Data Processing with Azure (Coursera)

Offered by LearnQuest,
Data Processing with Azure (Coursera)

This Azure training course is designed to equip students with the knowledge need to process, store and analyze data for making informed business decisions. Through this Azure course, the student will understand what big data is along with the importance of big data analytics, which will improve the students mathematical and programming skills. Students will learn the most effective method of using essential analytical tools such as Python, R, and Apache Spark.

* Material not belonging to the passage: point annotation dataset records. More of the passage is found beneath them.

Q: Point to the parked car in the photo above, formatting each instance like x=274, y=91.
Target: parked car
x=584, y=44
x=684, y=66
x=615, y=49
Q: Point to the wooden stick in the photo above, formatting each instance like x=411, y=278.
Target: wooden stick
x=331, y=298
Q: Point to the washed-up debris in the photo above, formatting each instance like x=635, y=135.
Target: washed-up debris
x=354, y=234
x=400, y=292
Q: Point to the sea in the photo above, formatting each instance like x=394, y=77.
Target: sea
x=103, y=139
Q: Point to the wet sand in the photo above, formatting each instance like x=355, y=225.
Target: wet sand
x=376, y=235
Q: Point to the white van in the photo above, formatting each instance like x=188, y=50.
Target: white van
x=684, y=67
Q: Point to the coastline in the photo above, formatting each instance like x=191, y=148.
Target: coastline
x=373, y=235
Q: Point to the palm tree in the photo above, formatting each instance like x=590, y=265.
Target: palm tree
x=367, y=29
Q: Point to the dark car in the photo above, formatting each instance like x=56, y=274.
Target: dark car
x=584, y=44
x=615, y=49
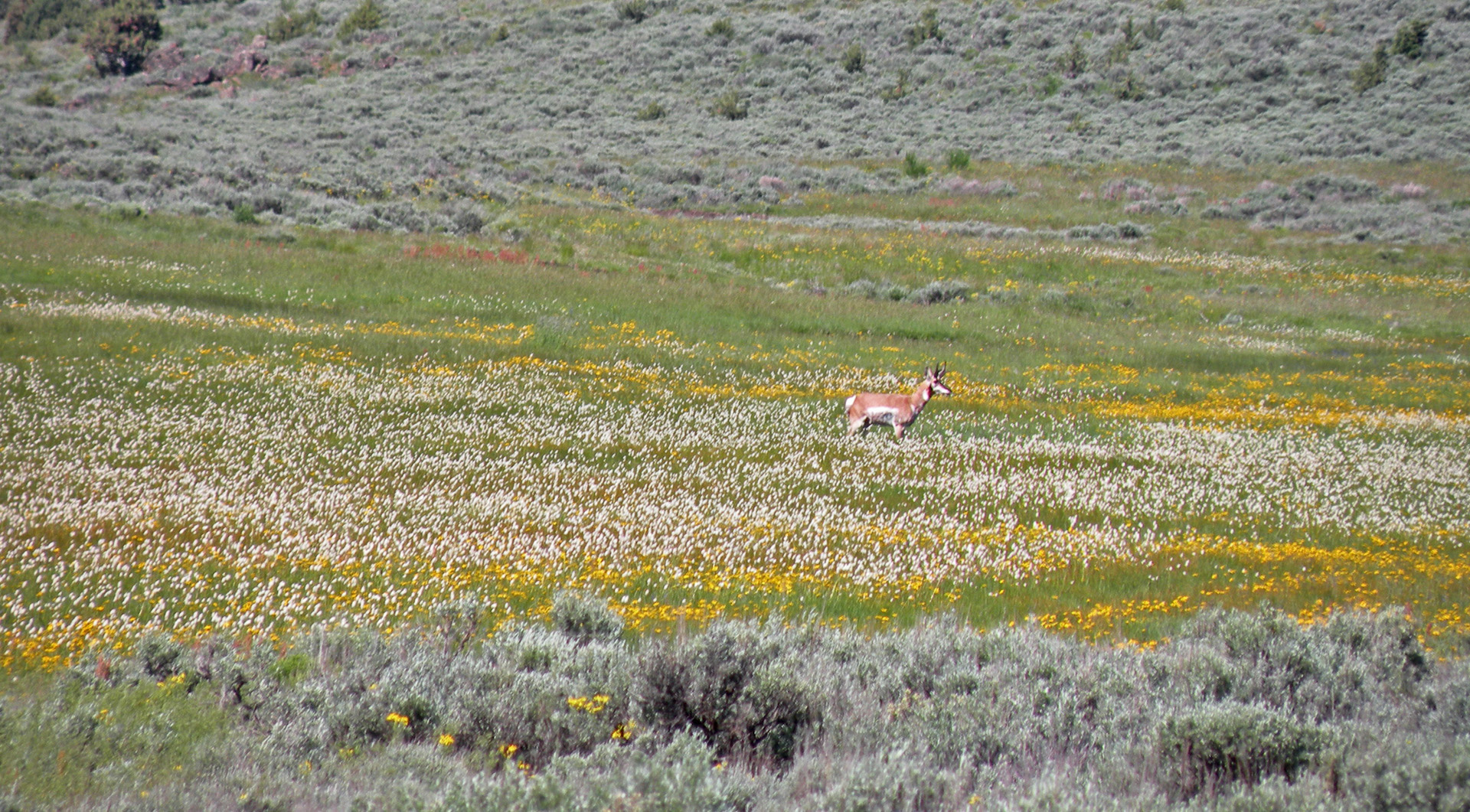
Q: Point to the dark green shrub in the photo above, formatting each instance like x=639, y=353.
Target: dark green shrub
x=722, y=28
x=634, y=11
x=43, y=97
x=1409, y=40
x=913, y=166
x=730, y=106
x=926, y=28
x=1372, y=72
x=586, y=618
x=733, y=687
x=460, y=621
x=1131, y=89
x=938, y=291
x=122, y=37
x=41, y=19
x=289, y=25
x=652, y=112
x=367, y=17
x=1131, y=36
x=290, y=668
x=161, y=657
x=1212, y=748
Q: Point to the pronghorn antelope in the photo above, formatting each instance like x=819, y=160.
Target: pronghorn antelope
x=869, y=409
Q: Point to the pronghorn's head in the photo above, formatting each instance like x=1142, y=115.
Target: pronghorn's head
x=936, y=379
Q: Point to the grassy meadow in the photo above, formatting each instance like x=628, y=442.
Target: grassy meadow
x=218, y=428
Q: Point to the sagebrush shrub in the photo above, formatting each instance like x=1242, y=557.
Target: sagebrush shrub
x=722, y=28
x=730, y=106
x=1372, y=71
x=632, y=11
x=1075, y=62
x=1209, y=749
x=652, y=112
x=43, y=97
x=915, y=166
x=586, y=618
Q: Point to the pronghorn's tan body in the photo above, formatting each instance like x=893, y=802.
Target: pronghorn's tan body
x=872, y=409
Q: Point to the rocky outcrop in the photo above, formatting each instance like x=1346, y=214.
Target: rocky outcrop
x=169, y=67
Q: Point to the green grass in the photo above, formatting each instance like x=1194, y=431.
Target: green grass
x=1073, y=348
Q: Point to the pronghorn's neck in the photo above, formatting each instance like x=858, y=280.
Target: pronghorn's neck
x=920, y=396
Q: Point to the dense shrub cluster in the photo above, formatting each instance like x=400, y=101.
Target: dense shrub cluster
x=1240, y=709
x=490, y=100
x=1337, y=203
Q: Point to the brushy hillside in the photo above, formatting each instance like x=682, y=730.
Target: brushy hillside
x=421, y=116
x=1241, y=711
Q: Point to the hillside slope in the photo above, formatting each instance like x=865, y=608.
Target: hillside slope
x=453, y=102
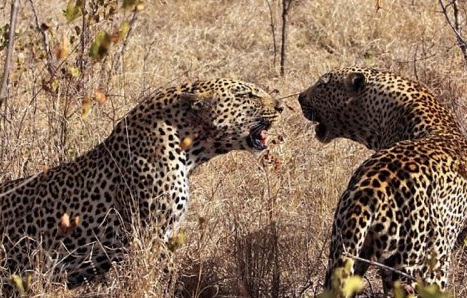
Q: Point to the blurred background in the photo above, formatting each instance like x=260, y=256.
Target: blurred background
x=257, y=226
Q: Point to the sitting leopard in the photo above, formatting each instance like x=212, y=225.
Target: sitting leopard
x=405, y=206
x=140, y=172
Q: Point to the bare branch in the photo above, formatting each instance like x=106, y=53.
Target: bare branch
x=382, y=266
x=11, y=40
x=45, y=42
x=456, y=26
x=131, y=23
x=273, y=31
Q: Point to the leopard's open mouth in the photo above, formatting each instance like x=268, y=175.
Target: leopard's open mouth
x=321, y=130
x=257, y=137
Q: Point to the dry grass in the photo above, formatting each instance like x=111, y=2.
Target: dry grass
x=256, y=227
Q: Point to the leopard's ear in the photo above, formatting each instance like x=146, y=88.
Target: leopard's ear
x=199, y=100
x=354, y=84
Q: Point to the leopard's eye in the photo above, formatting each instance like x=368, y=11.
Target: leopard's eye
x=325, y=78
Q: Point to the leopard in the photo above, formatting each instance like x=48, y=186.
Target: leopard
x=78, y=214
x=405, y=206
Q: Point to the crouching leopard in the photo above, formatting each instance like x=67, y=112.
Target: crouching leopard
x=405, y=206
x=139, y=173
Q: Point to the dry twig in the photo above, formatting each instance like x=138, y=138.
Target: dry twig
x=382, y=266
x=455, y=25
x=11, y=40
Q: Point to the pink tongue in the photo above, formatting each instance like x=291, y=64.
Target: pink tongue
x=263, y=138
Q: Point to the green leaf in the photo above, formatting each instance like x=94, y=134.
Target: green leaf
x=74, y=72
x=352, y=285
x=73, y=10
x=101, y=45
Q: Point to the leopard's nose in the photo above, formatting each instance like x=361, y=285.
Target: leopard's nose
x=301, y=98
x=278, y=106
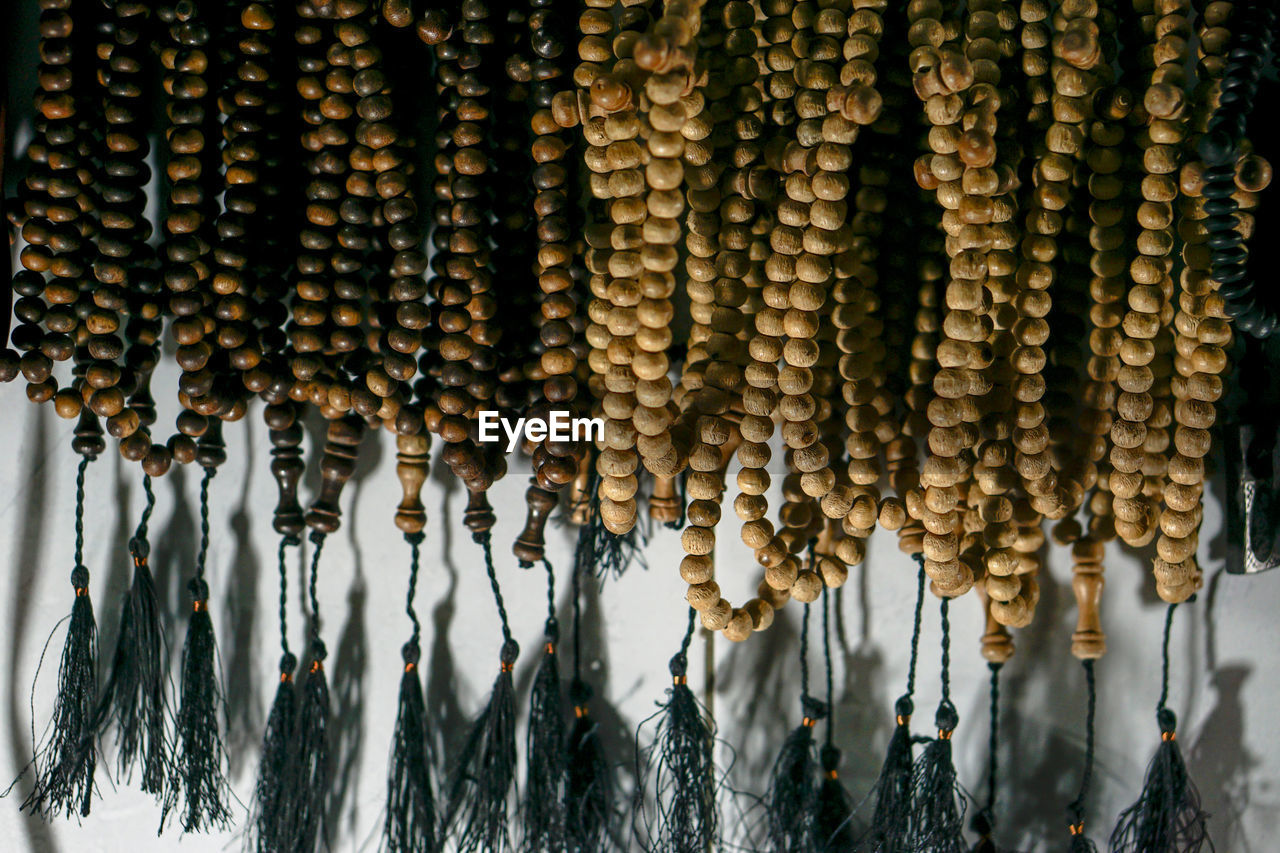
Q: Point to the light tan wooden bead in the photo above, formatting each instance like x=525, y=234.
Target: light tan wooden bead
x=717, y=616
x=807, y=587
x=703, y=596
x=760, y=612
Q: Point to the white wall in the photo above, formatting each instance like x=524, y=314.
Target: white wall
x=1223, y=688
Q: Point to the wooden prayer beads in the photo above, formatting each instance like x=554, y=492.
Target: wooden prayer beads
x=753, y=154
x=1139, y=433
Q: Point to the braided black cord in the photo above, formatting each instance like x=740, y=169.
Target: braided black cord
x=318, y=539
x=552, y=626
x=804, y=655
x=826, y=655
x=577, y=626
x=679, y=665
x=487, y=544
x=1164, y=658
x=915, y=629
x=283, y=603
x=993, y=738
x=1077, y=806
x=204, y=523
x=80, y=514
x=138, y=546
x=946, y=717
x=415, y=541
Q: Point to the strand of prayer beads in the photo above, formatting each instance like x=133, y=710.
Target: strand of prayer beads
x=1139, y=432
x=942, y=77
x=56, y=214
x=618, y=270
x=469, y=343
x=711, y=379
x=670, y=103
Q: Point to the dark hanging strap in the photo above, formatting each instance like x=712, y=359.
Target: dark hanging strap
x=947, y=717
x=1164, y=660
x=679, y=665
x=993, y=739
x=804, y=655
x=487, y=544
x=80, y=523
x=551, y=629
x=411, y=647
x=138, y=546
x=577, y=623
x=287, y=660
x=199, y=588
x=1077, y=807
x=318, y=649
x=826, y=656
x=905, y=706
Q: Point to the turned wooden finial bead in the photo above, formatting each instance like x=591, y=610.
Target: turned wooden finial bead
x=411, y=468
x=337, y=466
x=530, y=544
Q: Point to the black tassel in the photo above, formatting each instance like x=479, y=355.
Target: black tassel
x=68, y=757
x=411, y=826
x=892, y=793
x=679, y=769
x=589, y=807
x=487, y=767
x=485, y=772
x=199, y=760
x=411, y=817
x=273, y=794
x=937, y=808
x=792, y=796
x=1168, y=816
x=589, y=781
x=136, y=697
x=890, y=828
x=833, y=825
x=544, y=790
x=310, y=776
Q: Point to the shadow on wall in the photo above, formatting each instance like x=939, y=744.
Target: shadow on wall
x=1217, y=758
x=27, y=562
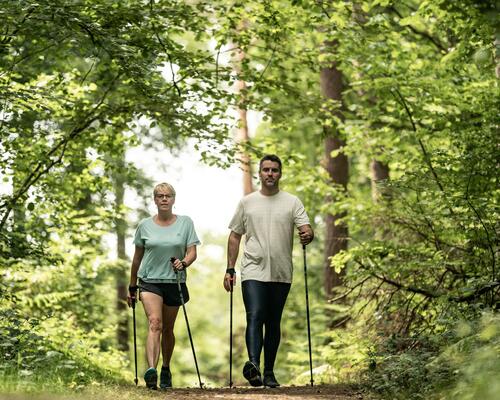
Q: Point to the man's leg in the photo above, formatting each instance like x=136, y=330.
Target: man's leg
x=254, y=298
x=277, y=294
x=167, y=344
x=153, y=304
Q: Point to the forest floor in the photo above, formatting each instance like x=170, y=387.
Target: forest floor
x=321, y=392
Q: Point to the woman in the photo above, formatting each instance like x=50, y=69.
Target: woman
x=157, y=240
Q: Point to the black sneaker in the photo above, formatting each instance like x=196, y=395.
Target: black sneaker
x=165, y=378
x=151, y=378
x=251, y=373
x=270, y=379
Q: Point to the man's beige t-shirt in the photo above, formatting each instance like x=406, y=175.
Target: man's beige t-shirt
x=268, y=223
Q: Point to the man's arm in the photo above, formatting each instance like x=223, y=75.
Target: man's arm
x=233, y=248
x=306, y=234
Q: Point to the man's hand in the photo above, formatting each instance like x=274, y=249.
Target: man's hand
x=306, y=234
x=229, y=279
x=132, y=295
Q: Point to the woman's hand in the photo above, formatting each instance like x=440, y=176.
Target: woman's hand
x=229, y=279
x=132, y=295
x=177, y=264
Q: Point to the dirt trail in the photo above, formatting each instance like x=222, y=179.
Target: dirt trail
x=320, y=392
x=323, y=392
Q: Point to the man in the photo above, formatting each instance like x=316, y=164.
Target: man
x=267, y=218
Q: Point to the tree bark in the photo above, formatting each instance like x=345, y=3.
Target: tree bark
x=122, y=332
x=338, y=171
x=242, y=136
x=379, y=172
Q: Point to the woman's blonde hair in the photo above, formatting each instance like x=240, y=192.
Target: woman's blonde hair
x=164, y=186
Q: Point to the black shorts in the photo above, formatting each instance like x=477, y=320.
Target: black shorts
x=168, y=291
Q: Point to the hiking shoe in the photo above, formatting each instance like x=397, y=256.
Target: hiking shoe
x=251, y=373
x=270, y=379
x=151, y=378
x=165, y=378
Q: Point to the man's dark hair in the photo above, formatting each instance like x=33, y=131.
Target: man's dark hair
x=270, y=157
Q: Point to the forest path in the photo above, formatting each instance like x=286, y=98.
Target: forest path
x=320, y=392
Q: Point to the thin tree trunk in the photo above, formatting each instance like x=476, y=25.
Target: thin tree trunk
x=379, y=172
x=338, y=170
x=122, y=332
x=242, y=136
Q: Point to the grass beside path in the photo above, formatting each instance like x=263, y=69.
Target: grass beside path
x=121, y=392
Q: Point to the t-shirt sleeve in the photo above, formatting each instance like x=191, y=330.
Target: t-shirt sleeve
x=138, y=240
x=237, y=223
x=300, y=217
x=192, y=237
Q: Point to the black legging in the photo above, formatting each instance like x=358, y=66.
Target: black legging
x=264, y=302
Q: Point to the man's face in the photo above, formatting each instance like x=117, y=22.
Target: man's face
x=270, y=174
x=164, y=200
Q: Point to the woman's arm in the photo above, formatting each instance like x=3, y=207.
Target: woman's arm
x=188, y=259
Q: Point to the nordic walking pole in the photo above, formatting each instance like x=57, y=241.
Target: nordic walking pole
x=231, y=332
x=135, y=337
x=172, y=260
x=307, y=313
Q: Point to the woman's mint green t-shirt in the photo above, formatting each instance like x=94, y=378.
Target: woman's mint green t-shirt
x=162, y=243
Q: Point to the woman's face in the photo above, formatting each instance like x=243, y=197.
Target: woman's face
x=164, y=200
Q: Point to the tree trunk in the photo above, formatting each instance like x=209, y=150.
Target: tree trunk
x=338, y=170
x=122, y=332
x=379, y=172
x=242, y=137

Class Deals by MOOC List - Click here and see Coursera's Active Discounts, Deals, and Promo Codes.

What You Will Learn

  • Configure batch processing with Databricks and Data Factory on Azure
  • Use ETL and ELT to load and transform data
  • Create linked services and identify pipelines for data stored within Data Factory
  • Explain Data Virtualization in PolyBase

Syllabus

WEEK 1
Introduction
This Azure training course is designed to equip the students with the knowledge need to process, store and analyze data for making informed business decisions. Through this Azure course, the student will understand what big data is along with the importance of big data analytics, which will improve the students mathematical and programming skills. Students will learn the most effective method of using essential analytical tools such as R, and Apache Spark.
Section 1 - Batch Processing with Databricks and Data Factory on Azure
One of the primary benefits of Azure Databricks is its ability to integrate with many other data environments to pull data through an ETL or ELT process. In module course, we examine each of the E, L, and T to learn how Azure Databricks can help ease us into a cloud solution.
Section 2 - Creating Pipelines and Activities
Processing big data in real-time is now an operational necessity for many businesses. Azure Stream Analytics is Microsoft’s serverless real-time analytics offering for complex event processing. In this section we examine how customers unlock valuable insights and gain competitive advantage by harnessing the power of big data.

WEEK 2
Section 3 - Link Services and Datasets
A data factory can have one or more pipelines. A pipeline is a logical grouping of activities that together perform a task. The activities in a pipeline define actions to perform on your data. Before you create a dataset, you must create a linked service to link your data store to the data factory. This section deals with linked services and data sets within Azure Blob Storage.
Section 4 - Schedules and Triggers
Azure Data Factory is a fully managed, cloud-based data orchestration service that enables data movement and transformation. In this section, we explore scheduling triggers for Azure Data Factory to automate your pipeline execution.
Section 5 - Selecting Windowing Functions
In time-streaming scenarios, performing operations on the data contained in temporal windows is a common pattern. Stream Analytics has native support for windowing functions, enabling developers to author complex stream processing jobs with minimal effort. In this section, we study windowing functions related to in-stream analytics.

WEEK 3
Section 6 - Configuring Input and Output for Streaming Data Solutions
This section teaches how to analyze phone call data using Azure Stream Analytics. The phone call data, generated by a client application, contains some fraudulent calls, which will be filtered by the Stream Analytics job.
Section 7 - ELT versus ETL in Polybase
Traditional SMP data warehouses use an Extract, Transform and Load (ETL) process for loading data. Azure SQL Data Warehouse is a massively parallel processing (MPP) architecture that takes advantage of the scalability and flexibility of compute and storage resources. Utilizing an Extract, Load, and Transform (ELT) process can take advantage of MPP and eliminate resources needed to transform the data prior to loading.

Go to Class
MOOC List is learner-supported. When you buy through links on our site, we may earn an affiliate commission.

Related Courses

Text Retrieval and Search Engines (Coursera) Coursera
University of Illinois at Urbana-Champaign

Text Retrieval and Search Engines (Coursera)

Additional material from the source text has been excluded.